Indian Hotels Company Ltd, which runs the Taj Group of Hotels, is altering its business model, according to people familiar with the development.
Till now, the country’s largest hospitality chain has been constructing hotel projects itself, which often leads to cost over-runs and clogged finances.
Under a new model, all hotel projects of the company will be executed by Tata Realty & Infrastructure Ltd (TRIL), while IHCL will manage them, one person said.
TRIL has already entered into an agreement with IHCL on this, another person said, adding the company has taken over -- or is in the process of doing so -- three projects.
Officials of both Indian Hotels and TRIL refused to comment.
The Tata hospitality jewel has been financially stressed, posting net losses for the last four quarters. In July-September, the company reported a net loss of Rs67.82 crore on a net sales of Rs813.80 crore as against a net loss of Rs52.59 crore (on net sales of Rs743.86 crore) in the corresponding period last year.
The company owns and manages 115 hotels with 13,887 guestrooms under the Taj, Vivanta, Gateway and Ginger (through subsidiary Roots Corp Ltd) brands.
Traditionally, ownership and managing the operations (or management) are the obverse and reverse of the hotel business.

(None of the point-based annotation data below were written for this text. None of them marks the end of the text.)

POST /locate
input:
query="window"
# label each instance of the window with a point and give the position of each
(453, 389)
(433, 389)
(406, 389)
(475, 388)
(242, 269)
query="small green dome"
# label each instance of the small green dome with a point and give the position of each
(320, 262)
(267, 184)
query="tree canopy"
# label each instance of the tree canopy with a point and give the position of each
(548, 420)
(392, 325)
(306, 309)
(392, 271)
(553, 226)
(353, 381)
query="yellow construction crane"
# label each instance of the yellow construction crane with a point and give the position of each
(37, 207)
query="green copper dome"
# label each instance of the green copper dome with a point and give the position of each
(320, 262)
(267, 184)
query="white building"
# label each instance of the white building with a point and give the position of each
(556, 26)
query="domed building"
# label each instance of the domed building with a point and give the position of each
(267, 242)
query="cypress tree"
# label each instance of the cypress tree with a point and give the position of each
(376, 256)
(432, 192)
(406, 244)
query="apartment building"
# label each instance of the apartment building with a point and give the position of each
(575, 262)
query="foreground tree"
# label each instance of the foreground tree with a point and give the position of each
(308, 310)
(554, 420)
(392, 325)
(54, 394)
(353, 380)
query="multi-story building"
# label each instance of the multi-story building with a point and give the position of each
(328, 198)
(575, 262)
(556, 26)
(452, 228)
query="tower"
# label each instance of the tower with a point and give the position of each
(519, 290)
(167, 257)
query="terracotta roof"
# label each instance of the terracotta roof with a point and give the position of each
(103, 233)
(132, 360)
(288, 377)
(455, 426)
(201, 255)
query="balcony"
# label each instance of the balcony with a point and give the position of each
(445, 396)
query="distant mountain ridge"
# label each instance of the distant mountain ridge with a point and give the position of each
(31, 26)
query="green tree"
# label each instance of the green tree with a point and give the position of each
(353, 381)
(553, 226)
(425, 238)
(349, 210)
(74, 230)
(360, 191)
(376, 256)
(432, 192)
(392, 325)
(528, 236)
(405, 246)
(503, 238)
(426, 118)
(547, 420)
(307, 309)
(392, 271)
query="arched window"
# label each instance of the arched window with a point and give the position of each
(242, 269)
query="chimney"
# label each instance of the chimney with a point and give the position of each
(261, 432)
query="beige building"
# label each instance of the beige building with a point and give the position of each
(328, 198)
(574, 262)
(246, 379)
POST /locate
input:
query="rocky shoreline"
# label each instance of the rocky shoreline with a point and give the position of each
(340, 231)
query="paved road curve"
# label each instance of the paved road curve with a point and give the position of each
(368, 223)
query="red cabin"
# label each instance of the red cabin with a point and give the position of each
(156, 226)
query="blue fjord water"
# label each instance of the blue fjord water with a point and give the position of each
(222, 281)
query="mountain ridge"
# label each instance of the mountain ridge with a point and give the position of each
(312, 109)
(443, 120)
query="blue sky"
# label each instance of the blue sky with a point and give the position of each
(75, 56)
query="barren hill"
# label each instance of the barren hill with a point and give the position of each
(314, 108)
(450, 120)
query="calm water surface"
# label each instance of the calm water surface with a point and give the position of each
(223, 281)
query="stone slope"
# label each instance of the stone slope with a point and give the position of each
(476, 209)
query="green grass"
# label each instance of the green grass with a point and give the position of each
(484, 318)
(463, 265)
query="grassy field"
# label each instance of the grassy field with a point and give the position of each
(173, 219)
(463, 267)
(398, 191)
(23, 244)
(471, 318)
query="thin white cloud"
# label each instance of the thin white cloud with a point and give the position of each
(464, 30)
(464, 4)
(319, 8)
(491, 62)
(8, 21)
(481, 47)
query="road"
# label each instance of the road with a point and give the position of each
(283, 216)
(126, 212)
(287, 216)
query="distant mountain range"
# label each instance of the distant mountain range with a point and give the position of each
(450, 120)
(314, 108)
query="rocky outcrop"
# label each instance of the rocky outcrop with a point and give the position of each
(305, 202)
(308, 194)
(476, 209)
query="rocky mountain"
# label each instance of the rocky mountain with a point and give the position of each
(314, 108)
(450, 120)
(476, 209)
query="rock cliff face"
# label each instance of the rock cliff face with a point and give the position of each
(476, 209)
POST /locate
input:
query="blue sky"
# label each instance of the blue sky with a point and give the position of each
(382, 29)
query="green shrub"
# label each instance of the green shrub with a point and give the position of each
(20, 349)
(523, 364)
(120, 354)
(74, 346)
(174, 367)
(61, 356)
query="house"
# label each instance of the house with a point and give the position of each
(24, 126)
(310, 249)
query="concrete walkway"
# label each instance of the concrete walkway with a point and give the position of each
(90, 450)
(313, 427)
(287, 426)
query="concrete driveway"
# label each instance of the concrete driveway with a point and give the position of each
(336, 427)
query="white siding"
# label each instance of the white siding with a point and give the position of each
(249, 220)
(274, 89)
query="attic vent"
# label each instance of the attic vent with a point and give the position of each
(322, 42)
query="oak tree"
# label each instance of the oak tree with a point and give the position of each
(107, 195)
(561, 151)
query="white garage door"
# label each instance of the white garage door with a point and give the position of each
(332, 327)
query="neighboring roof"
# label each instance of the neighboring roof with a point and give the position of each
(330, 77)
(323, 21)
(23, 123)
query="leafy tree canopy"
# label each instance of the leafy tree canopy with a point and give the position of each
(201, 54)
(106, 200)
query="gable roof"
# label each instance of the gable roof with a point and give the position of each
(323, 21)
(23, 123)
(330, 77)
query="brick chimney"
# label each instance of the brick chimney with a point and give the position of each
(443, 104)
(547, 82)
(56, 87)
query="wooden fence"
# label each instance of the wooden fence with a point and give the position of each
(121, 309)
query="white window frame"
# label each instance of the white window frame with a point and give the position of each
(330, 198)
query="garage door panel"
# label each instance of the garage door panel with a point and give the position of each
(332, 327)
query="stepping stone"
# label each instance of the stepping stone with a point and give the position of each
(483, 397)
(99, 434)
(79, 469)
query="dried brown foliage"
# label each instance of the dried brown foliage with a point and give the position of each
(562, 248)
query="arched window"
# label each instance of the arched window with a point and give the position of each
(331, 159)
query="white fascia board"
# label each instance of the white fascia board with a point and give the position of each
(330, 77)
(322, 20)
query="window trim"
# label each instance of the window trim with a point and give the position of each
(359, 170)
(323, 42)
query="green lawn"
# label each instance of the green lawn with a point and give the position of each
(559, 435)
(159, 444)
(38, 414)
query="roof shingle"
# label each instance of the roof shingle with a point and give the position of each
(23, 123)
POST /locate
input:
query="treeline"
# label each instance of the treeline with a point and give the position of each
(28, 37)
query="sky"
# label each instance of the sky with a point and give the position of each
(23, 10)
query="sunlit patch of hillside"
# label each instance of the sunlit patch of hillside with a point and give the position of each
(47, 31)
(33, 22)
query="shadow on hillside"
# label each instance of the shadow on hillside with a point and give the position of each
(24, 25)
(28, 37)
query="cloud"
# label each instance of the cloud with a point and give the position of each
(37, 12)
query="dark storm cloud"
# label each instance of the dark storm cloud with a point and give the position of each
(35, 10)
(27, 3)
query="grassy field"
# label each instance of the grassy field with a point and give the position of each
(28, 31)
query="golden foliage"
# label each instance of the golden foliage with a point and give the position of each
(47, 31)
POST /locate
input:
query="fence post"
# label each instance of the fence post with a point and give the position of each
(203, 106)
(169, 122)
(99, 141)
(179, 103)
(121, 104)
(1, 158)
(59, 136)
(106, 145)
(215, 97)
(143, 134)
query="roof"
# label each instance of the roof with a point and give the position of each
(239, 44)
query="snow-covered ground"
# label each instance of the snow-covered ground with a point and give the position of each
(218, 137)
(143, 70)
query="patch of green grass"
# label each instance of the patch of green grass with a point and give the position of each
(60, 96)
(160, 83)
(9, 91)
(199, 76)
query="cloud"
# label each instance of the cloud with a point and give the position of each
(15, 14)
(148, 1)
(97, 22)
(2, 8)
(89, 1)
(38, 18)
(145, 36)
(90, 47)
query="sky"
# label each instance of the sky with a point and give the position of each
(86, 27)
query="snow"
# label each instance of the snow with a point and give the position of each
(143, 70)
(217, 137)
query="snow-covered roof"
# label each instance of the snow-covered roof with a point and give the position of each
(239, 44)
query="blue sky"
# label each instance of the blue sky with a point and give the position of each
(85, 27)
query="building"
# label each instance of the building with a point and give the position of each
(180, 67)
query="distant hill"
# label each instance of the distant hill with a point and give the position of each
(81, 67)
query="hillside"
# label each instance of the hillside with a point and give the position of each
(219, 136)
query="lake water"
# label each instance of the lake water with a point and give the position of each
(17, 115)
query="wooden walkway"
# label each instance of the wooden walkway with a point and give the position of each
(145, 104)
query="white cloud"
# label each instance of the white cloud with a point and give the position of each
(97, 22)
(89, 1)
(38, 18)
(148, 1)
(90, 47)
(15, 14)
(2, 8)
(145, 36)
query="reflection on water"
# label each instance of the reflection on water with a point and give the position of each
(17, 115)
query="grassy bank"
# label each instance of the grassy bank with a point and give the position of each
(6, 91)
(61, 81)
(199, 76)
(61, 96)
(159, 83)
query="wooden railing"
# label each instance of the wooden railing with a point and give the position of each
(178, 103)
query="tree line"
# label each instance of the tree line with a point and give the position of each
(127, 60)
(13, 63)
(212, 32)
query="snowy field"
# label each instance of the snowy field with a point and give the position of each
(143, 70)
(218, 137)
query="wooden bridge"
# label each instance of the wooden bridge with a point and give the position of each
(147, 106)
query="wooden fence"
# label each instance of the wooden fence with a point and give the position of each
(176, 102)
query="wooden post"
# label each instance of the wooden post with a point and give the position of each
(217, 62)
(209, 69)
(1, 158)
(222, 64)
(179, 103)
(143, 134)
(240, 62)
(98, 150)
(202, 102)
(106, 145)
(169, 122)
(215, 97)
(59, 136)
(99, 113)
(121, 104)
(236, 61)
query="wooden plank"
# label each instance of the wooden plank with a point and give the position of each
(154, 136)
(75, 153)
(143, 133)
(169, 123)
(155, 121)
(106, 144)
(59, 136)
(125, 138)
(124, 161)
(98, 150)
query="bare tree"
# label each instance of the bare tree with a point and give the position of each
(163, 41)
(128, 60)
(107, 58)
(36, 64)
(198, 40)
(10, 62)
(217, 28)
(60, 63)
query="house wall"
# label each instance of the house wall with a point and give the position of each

When management gets separated from ownership, it takes out all hotel assets from a company’s books but there is little clarity on whether IHCL will go the full tilt on this path – of spinning off the ownership of other properties that it already owns, especially marquee estates such as the Taj Mahal at Gateway of India.
An analyst with an audit firm, who did not want to be named since he’s not authorised to speak to the media, said a spinoff significantly enhances valuations and shareholder value. It also brings in efficiency with respect to taxation and better profitability.
IHCL has often talked about going asset-light.
"I am not at all surprised if the Tatas are thinking on those lines. While there aren’t too many examples to cite in the Indian hospitality market, that’s exactly how international players -- be it Marriott, Starwood or Hilton -- have restructured to become a pure-play hotel management companies," said a top hotelier also requesting anonymity.
In a similar exercise early this year, the Warburg Pincus-funded Lemon Tree Hotels separated ownership and management. The Patu Keswani-promoted entity then went on to also set up a third-party hotel management company and introduce new hospitality brands.